Dans sa tentative d’exprimer l’impossible même, elle se situe d’entrée de jeu comme un mystère et un paradoxe. Ainsi l’expérience poétique se situe toujours aux limites de la condition humaine : l’abîme, l’absurde, la mort. Elle voit au-delà des apparences. Si « le langage est la demeure de l’être » comme le définissait Heidegger, les poètes sont les gardiens de cette maison et la poésie est la fondation de l’être par la parole. Pour Juarroz si la poésie est indissociable de l’expérience vécue, « elle en constitue une forme et sans doute des plus hautes sinon la plus haute de l’intensité ». Ainsi définit-il la poésie comme « une explosion de l’être sous le langage ».
Co-naître devient alors « naître avec ce que l’on connaît » en un processus actif de re-création permanente. Le poète serait alors un médiateur de forces inconnues et c’est à travers une sorte d’ascèse qu’il peut capter le Réel et le dire. En ce sens elle ne peut résulter que d’un « sentiment déchirant d’incompatibilité avec le monde frôlant parfois la folie » où l’homme « ne se sauve ni ne se perd/seulement parfois il chante en chemin. » La poésie n’est donc pas pour Juarroz un don inné mais un éveil permanent. En ce sens aucun poème ne peut véritablement s’achever. La caractéristique de la poésie étant toutefois de « porter la parole à l’extrême d’elle-même, à son ultime possibilité de configurer, de créer ou d’exprimer quelque chose. » Elle constitue pour lui « la plus grande plénitude de vie » à laquelle il puisse accéder et son identité même. Comme le tango, elle manifeste deux ou trois sentiments fondamentaux de la condition humaine : « celui de la perte, de l’inaccessible, de la soumission de l’homme à l’incomplétude, sous toutes les formes liées à l’amour, à la mort ou au passé. » Ainsi se réfère t’il à ces vers du poète Porchia : « Proférer la parole, seulement quand la parole nous a vaincus. » Car il n’y a pas de plénitude possible, seuls les manques où les failles peuvent en définitive s’énoncer pour que filtre toute la lumière du monde envisagée à travers un regard humain.
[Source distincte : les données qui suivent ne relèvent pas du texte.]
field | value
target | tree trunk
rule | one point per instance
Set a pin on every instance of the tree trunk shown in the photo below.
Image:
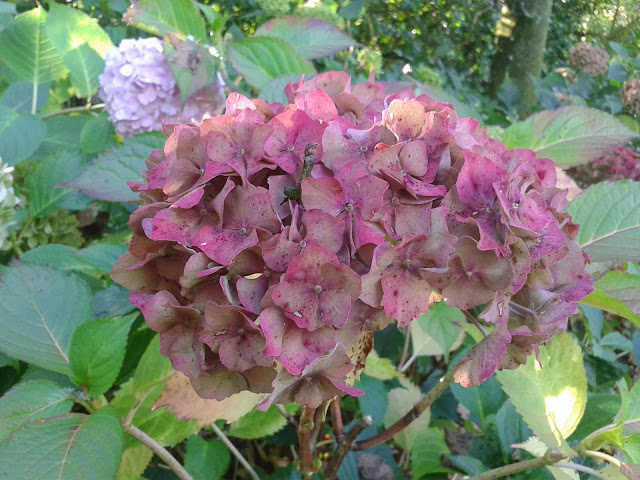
(521, 39)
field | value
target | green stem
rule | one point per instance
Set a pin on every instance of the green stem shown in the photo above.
(158, 449)
(425, 402)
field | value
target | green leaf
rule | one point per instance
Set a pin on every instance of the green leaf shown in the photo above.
(102, 256)
(69, 28)
(537, 448)
(310, 37)
(40, 307)
(97, 351)
(482, 400)
(160, 17)
(425, 456)
(27, 51)
(256, 424)
(571, 135)
(401, 400)
(135, 460)
(97, 135)
(437, 331)
(609, 219)
(27, 402)
(624, 287)
(63, 133)
(599, 299)
(20, 135)
(552, 397)
(262, 59)
(600, 410)
(106, 177)
(85, 66)
(511, 428)
(71, 446)
(375, 400)
(273, 90)
(206, 460)
(380, 368)
(42, 186)
(19, 96)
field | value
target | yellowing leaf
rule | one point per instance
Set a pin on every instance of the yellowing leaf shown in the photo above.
(550, 396)
(180, 398)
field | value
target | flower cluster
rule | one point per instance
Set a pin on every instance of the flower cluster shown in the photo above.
(140, 90)
(631, 96)
(8, 202)
(588, 58)
(272, 238)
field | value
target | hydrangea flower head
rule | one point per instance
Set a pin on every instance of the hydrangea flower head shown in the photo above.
(140, 91)
(274, 238)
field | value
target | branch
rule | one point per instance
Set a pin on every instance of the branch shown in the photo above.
(425, 402)
(547, 459)
(234, 450)
(305, 427)
(344, 447)
(158, 449)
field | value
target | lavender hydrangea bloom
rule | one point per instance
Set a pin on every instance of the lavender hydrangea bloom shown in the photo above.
(138, 87)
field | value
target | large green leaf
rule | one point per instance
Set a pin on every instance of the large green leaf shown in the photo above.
(570, 135)
(206, 460)
(27, 51)
(97, 351)
(437, 331)
(85, 65)
(550, 396)
(20, 135)
(401, 400)
(106, 178)
(30, 401)
(19, 96)
(609, 219)
(42, 186)
(262, 59)
(40, 307)
(142, 391)
(72, 446)
(256, 424)
(600, 299)
(69, 28)
(427, 452)
(310, 37)
(160, 17)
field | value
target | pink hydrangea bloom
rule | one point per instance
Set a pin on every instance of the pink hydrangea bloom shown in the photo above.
(273, 236)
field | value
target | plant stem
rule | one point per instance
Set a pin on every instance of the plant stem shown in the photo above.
(158, 449)
(336, 419)
(64, 111)
(517, 467)
(345, 446)
(304, 441)
(579, 468)
(603, 456)
(475, 321)
(235, 451)
(405, 349)
(425, 402)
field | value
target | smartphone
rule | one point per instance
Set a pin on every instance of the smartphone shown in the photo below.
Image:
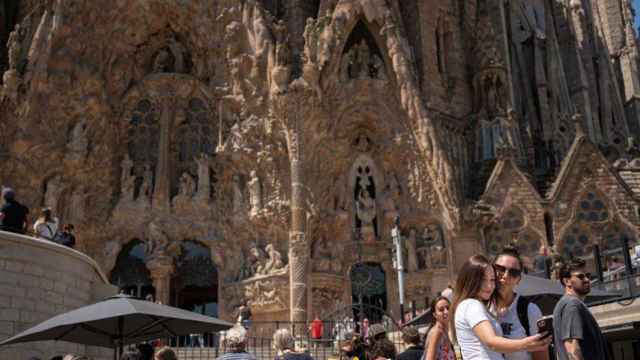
(545, 324)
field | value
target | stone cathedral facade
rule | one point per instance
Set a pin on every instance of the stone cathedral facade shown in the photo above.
(219, 152)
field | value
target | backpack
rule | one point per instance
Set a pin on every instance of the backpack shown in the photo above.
(523, 313)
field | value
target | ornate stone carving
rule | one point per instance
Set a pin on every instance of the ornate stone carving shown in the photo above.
(127, 180)
(204, 177)
(255, 193)
(412, 254)
(78, 144)
(54, 188)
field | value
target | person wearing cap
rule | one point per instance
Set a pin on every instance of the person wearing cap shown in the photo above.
(411, 338)
(235, 341)
(353, 347)
(379, 346)
(46, 226)
(13, 215)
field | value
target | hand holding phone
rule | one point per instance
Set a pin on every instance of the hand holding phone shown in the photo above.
(545, 325)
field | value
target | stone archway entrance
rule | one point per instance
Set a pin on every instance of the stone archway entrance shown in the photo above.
(194, 285)
(368, 290)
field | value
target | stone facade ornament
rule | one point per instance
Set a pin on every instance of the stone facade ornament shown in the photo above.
(412, 254)
(204, 177)
(127, 180)
(274, 262)
(255, 193)
(54, 188)
(78, 144)
(366, 212)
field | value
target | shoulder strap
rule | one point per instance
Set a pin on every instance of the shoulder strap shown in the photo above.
(523, 313)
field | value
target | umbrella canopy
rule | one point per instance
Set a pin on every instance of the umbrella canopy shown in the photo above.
(118, 321)
(536, 286)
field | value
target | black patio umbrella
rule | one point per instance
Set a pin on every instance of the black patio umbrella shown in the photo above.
(118, 321)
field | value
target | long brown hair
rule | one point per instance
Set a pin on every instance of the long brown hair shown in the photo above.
(468, 285)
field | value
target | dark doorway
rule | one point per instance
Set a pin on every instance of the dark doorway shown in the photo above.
(130, 274)
(368, 291)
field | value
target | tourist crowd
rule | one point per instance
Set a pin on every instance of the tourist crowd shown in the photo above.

La poésie constituerait donc une « sorte de saut par-dessus tout par la parole » qui vient porter cette expérience de l’être à son incandescence : « La poésie est une forme d’inversion des choses pour découvrir leur réalité profonde (…) La réalité est contradictoire, nous offre une apparence qui est probablement le contraire de son essence. C’est pourquoi nous devons retourner les choses. » Elle tente inlassablement en quelque sorte de « saisir un au-delà de la parole. » De ce fait, elle serait toujours impliquée dans des sortes de situations-limites où l’homme se trouve mis à nu, abandonné et que cet abandon, cette fragilité constitue le fonds de toute chose… Au delà de toute signification il s’agit de créer un poème comme « l’on plante un arbre » et ainsi témoigner d’une indéfectible présence : « Créer quelques paroles non pour dire / mais simplement pour les contempler / comme si elles étaient des visages / de créatures nouveau-nées de l’abîme. // Créer ces paroles / avec l’ardente gratuité d’un feu sans usage / brûlant tel un miroir hypnotique / de notre propre gratuité fondamentale / créer ces paroles /uniquement pour que le feu continue/comme si une/mer inexistante/attendant à la fois/des poissons qui n’existent pas/et des vagues qui cependant existent. » Car le poète ne s’adresse pas à la société mais à l’homme dans sa solitude essentielle, d’être à être… Ainsi son unique mission est de sauver cet être essentiel au moyen de cette parole essentielle que constitue la poésie qui ne constitue jamais qu’une sorte de métaphore incomplète ou tronquée du monde : « Le monde est le second terme/d’une métaphore incomplète/une comparaison/dont le premier terme s’est perdu./ Où est ce qui était comme le monde ?/S’est-il enfui de la phrase/ou/l’avons-nous effacé ?/ou bien la métaphore/a-t-elle toujours été tronquée ? »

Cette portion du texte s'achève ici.